For samples, pricing, or more information, please contact us at +8615365186327 or mail to sales3@ascent-chem.com.
We will respond to you as soon as possible.
Tel: +8615365186327
Email: sales3@ascent-chem.com
Flexible payment, competitive price, premium service - Inquire now!
Every day, our team works with molecular structures that test the boundaries of synthetic chemistry. Producing 3-(6-Chloro-5-fluoropyrimidin-4-yl)-2-(2,4-difluorophenyl)-1-(1H-1,2,4-triazol-1-yl)butan-2-ol hydrochloride brings one of those challenges front and center.
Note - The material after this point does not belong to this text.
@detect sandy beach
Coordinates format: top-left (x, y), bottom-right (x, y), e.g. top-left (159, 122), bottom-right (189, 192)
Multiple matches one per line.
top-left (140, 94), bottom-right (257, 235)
This compound does not just represent another checkpoint in a long list of pharmaceutical intermediates—it embodies a higher level of synthetic precision and patience on the plant floor. Years of accumulated technical know-how support every kilo produced here. Chemists debate purification steps over lunch, and engineers adjust reaction parameters late into the evening. This molecular assembly reflects teamwork as well as technique. Internal standards for purity rarely bend, dictated not by client speculation but by the daily feedback from our own quality lab and the unforgiving specificity of NMR, HPLC, and mass spectrometry.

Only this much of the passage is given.